Dr.
theol. habil. Josef Spindelböck
Gott schenkt alle
guten Gaben
Predigt am 17. Sonntag im
Jahreskreis B
30. Juli 2006
L
1: 2 Kön 4,42-44; L 2: Eph 4,1-6;
Ev: Joh 6,1-15
Alle liturgischen Texte finden Sie
online im Schott-Messbuch
/ Exegese des Ev
Liebe
Brüder und Schwestern im Herrn!
Die meisten Menschen in
unserem Land wissen nicht, was es heißt, Hunger
zu haben und das tägliche Brot entbehren
zu müssen. Nur die Älteren erinnern sich noch an die harte Zeit der Not während
und nach dem 2. Weltkrieg. In diesen Tagen wird durch die Medien das traurige Schicksal so vieler unschuldiger
Menschen an uns herangetragen, die im Libanon,
in Palästina und in Israel auf direkte oder indirekte Opfer terroristischer und militärischer Gewalt
geworden sind. Nationale und internationale Hilfsorganisationen sowie kirchlich-karitative
Einrichtungen bemühen sich um Hilfe für jene, die ihre Häuser und Wohnungen
verloren haben und auf der Flucht sind. Das Lebensnotwendigste wurde ihnen
genommen; sie wissen aus eigener Erfahrung, was es heißt, Hunger und Durst zu
haben.
Auf diesem aktuellen
Hintergrund vernehmen wir die Botschaft
des heutigen Evangeliums. Jesus
Christus tritt hier als derjenige auf, der den Menschen das zum Leben
Nötige schenkt, und das auf wunderbare Weise. Mit fünf Gerstenbroten und zwei
Fischen werden an
die 5000 Männer gestärkt;
12 Körbe bleiben von den Resten noch übrig. Das Wunder ist ganz und gar unbegreiflich
und soll ein Zeichen für Höheres sein, doch die Menschen verstehen Jesus nicht
und wollen ihn am liebsten mit Gewalt zu ihrem König machen, da sie nur
Irdisches im Sinn haben.
Jesus aber möchte in
seinen Zuhörern den geistigen Hunger nach dem „Brot des Himmels“ wecken, das er selber ist und ihnen in der
heiligen Eucharistie geben wird. Wie
oft übersehen wir bei dem, was wir an materiellen Gaben empfangen, den Schöpfer
und Herrn, dem wir letztlich alles verdanken. Wenn es heuer – so hoffen wir –
wieder eine gute Ernte gibt (Getreide, Obst, Wein …), dann gilt es Gott zu
danken. Der Mensch muss zwar mithelfen und in seiner Arbeit so manche Mühe
aufwenden; das Wachstum als solches
und die Frucht der Erde schenkt
jedoch Gott allein durch sein Wirken in der Natur.

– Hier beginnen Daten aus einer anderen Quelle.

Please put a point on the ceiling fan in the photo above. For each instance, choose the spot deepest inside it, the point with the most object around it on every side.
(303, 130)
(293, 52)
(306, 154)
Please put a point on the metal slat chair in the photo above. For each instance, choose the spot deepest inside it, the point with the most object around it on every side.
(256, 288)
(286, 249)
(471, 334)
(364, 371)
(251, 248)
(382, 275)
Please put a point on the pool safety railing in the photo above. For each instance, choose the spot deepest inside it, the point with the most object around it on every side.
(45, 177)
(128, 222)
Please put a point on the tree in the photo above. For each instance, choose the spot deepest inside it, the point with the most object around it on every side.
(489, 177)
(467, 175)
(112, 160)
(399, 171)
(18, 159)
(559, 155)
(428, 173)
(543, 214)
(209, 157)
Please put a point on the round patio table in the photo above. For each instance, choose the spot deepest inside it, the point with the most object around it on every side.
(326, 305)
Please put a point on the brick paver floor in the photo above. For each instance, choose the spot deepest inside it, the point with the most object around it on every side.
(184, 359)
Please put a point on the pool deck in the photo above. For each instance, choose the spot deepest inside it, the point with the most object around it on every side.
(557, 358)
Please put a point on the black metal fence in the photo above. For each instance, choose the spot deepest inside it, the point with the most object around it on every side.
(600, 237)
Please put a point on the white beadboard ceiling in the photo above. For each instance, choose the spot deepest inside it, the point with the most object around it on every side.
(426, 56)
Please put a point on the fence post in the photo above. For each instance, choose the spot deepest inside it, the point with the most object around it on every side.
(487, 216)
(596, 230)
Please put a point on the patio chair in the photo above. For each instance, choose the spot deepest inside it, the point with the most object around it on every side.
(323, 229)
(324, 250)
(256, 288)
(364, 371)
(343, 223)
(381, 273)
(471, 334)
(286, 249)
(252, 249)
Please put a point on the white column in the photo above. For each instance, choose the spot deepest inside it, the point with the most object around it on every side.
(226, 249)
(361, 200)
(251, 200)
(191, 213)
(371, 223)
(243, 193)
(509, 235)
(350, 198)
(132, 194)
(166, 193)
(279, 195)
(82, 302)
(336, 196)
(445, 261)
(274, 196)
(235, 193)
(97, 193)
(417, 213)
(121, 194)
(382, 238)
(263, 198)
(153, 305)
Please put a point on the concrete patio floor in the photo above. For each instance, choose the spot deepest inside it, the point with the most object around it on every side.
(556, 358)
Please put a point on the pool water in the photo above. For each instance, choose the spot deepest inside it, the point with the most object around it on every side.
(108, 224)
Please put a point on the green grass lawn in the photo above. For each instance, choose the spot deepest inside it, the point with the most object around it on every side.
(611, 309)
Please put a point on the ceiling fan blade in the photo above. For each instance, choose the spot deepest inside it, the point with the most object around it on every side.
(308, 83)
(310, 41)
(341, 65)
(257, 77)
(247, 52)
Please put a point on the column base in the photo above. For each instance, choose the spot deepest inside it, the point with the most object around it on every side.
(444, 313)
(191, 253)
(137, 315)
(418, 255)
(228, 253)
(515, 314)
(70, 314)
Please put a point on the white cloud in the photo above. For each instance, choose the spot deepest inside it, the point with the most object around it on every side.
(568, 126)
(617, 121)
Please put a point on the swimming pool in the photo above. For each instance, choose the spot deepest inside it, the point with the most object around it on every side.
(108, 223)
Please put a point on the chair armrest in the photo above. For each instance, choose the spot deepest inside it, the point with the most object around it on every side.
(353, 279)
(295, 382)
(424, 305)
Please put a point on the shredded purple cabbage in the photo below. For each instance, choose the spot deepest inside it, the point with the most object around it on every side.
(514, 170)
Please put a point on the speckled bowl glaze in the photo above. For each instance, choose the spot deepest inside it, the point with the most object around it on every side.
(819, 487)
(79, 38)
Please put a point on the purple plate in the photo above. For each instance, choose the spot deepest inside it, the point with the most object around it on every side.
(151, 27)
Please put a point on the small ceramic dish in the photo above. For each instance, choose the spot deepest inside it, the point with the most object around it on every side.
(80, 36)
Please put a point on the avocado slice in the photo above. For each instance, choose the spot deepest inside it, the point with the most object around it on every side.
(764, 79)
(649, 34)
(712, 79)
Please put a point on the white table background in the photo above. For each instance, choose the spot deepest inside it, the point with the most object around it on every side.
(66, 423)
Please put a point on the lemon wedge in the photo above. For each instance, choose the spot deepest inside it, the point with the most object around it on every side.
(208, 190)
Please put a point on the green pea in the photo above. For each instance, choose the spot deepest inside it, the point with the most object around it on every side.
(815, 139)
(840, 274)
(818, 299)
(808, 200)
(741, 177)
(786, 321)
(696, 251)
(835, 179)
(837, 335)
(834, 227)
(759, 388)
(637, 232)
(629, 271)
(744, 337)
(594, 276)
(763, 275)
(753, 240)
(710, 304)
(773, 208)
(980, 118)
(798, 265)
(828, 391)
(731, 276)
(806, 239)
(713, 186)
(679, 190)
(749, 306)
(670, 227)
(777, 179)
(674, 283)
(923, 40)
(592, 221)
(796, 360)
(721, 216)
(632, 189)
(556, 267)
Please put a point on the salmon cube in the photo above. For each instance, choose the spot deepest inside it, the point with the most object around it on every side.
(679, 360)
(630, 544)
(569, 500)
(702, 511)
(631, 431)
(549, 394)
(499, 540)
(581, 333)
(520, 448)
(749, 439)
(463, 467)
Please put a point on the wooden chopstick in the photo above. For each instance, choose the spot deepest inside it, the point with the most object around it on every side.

Die vergänglichen Güter sind ein
Anlass zur Dankbarkeit gegenüber dem
Schöpfer; sie sind nicht das letzte und nicht das eigentliche Ziel des
Menschen. Darum betet die Kirche im Tagesgebet des heutigen Sonntags, Gott möge
uns helfen, „die vergänglichen Güter so zu gebrauchen,
dass wir die ewigen nicht verlieren.“
Dies gelingt umso leichter, je mehr wir auch ein Herz haben für die
Mitmenschen. Denken wir an jene, die in Not sind, und tun wir das unsere, um
ihnen wirksam zu helfen – sei es in der Nähe oder in der Ferne! Dann überwinden wir unseren Egoismus, und
wir werden die selige Wahrheit erfahren, dass Geben besser ist als Nehmen. Gott segnet den, der auch an seine
Mitmenschen denkt. Die Frucht des Geizes und der Habsucht verdirbt jedoch und
wird so schnell wieder hinweg genommen, wie sie sich vielleicht angesammelt
hat.
Gerade
das Geheimnis der heiligen Eucharistie,
auf das uns die wunderbare Brotvermehrung schon im Vorausbild hinweist, zeigt
uns, dass wir für die Brüder und Schwestern da sein müssen, so wie Jesus Christus, der Herr, für uns da
gewesen ist und sein Leben in Liebe
hingegeben hat für uns. Sein Opfer
am Kreuz, das bei der heiligen Messe sakramental vergegenwärtigt wird, ist
die Kraftquelle für unsere Hingabe
und für unseren Einsatz im Dienst der Not
leidenden Mitmenschen. Die Fürbitte der Gottesmutter Maria begleitet uns: Sie hat uns als wahre Jungfrau ihr
Kind Jesus geschenkt, das „Brot des Lebens“; sie möge uns auch im Dienst an
unserem Nächsten mit ihrer mütterlichen Fürbitte bei Gott beistehen! Amen.